La mayoría de los jóvenes que incursionan en la política, solo tienen la edad, pero sus ideas son tan viejas como esos robles añejos que José Francisco Peña Gómez siempre sacaba del sombrero, y que se tenían que retirar hace mucho tiempo.
Todos los partidos luchan para demostrar que tienen el mismo lenguaje y accionar. Ninguno cuestiona males del sistema, y al parecer la diferencia la establecen las siglas y nada más. Juventud perdida, montada en un potro que a pesar de sus años no puede hacer carrera de fondeo, porque le falla la respiración.
Los partidos tienen que renovar su matrícula y sus estatutos internos. No se gana nada inscribiendo a jóvenes y creer que esa es la renovación. Por el contrario, esos chicos aposentados por los jurásicos tienen ideas viejas y corrompidas en cuerpos de Charles Atlas.
Los partidos lucen cerrados a los cambios, porque la primera víctima serían sus dirigentes actuales. Todos rehúsan seguir el principio de que nada es para siempre. Ya su ciclo terminó, pero se quieren eternizar como el retrato de Dorian Grey, o los embrujos de Fausto.
Cierto que hay segmentos de juventud en los cuatro principales partidos nacionales, pero castrados. No tienen alternativa propia; las piernas paralíticas se mueven con muletas ajenas. El remozamiento necesariamente lleva amputaciones: Un elixir que se bebe por las buenas o por las malas.
El grave problema de los partidos políticos no es que tengan una ley a su disposición. Eso es secundario. Si no hay dirigentes para interpretar las reglas de juego, las nuevas leyes serán violadas. Por tanto, lo primero es preparar la nueva camada de dirigentes, y luego vamos a revisar leyes.
Hoy por hoy la política en la República Dominicana es un recurso para salir de la pobreza y conseguir influencias sociales.
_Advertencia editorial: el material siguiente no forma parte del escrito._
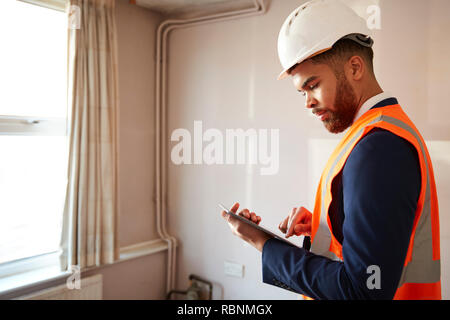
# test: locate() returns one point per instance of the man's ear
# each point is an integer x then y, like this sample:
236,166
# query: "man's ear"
357,67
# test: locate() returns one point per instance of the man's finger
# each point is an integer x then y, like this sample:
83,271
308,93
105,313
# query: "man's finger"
302,230
293,220
283,225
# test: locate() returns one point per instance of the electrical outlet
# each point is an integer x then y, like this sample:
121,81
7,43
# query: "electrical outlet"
234,269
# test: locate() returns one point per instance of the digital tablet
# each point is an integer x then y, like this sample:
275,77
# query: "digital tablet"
270,233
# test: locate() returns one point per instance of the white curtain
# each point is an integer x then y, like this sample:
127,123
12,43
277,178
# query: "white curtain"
89,236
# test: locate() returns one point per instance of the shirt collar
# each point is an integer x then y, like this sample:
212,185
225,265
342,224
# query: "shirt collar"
371,102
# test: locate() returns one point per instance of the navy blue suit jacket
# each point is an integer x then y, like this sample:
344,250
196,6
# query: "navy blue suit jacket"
375,199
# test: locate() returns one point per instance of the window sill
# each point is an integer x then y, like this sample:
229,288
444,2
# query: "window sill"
31,278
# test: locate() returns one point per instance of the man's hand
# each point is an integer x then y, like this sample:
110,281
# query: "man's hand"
255,237
298,223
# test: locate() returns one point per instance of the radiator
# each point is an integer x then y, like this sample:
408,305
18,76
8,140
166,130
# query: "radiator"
90,288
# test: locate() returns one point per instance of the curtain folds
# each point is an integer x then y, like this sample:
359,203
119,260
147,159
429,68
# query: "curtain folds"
89,236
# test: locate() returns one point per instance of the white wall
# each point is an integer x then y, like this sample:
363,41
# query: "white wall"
224,74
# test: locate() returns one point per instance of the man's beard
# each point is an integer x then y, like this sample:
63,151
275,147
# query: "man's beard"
345,103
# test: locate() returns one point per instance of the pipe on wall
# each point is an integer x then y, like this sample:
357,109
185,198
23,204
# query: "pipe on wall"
163,31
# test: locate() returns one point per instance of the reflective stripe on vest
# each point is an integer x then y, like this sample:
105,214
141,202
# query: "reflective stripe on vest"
420,277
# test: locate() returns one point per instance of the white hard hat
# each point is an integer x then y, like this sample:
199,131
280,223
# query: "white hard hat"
314,27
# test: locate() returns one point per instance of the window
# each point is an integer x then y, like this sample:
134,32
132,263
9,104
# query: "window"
33,138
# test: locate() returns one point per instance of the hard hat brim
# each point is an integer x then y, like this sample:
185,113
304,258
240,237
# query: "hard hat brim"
284,74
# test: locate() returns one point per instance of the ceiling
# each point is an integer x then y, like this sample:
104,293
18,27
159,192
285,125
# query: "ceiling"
183,7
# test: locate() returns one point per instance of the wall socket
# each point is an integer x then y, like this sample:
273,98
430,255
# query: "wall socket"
233,269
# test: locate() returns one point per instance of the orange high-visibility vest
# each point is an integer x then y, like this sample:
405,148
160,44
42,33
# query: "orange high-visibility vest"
421,275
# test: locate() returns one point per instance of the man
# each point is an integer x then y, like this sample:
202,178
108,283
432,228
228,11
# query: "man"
375,226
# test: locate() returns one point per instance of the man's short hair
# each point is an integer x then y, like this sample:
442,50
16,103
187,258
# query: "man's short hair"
340,52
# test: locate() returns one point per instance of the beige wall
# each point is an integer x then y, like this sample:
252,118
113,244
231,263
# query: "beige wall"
136,30
224,74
Que levante la mano el que está en la actividad partidista para ayudar al prójimo. Parece que vivimos en el país de los mancos, porque pocos podrían levantar las manos por encima de sus hombros.
Tengo fe en que se impondrán las nuevas ideas en los partidos políticos, arrasando con lo viejo y obsoleto. Se impondrá esa correlación de fuerzas siguiendo el padrón de la historia. Los cambios se pueden detener de momento, pero más tarde se impondrán sepultando lo que es un obstáculo para el progreso. ¡Ay!, se me acabó la tinta.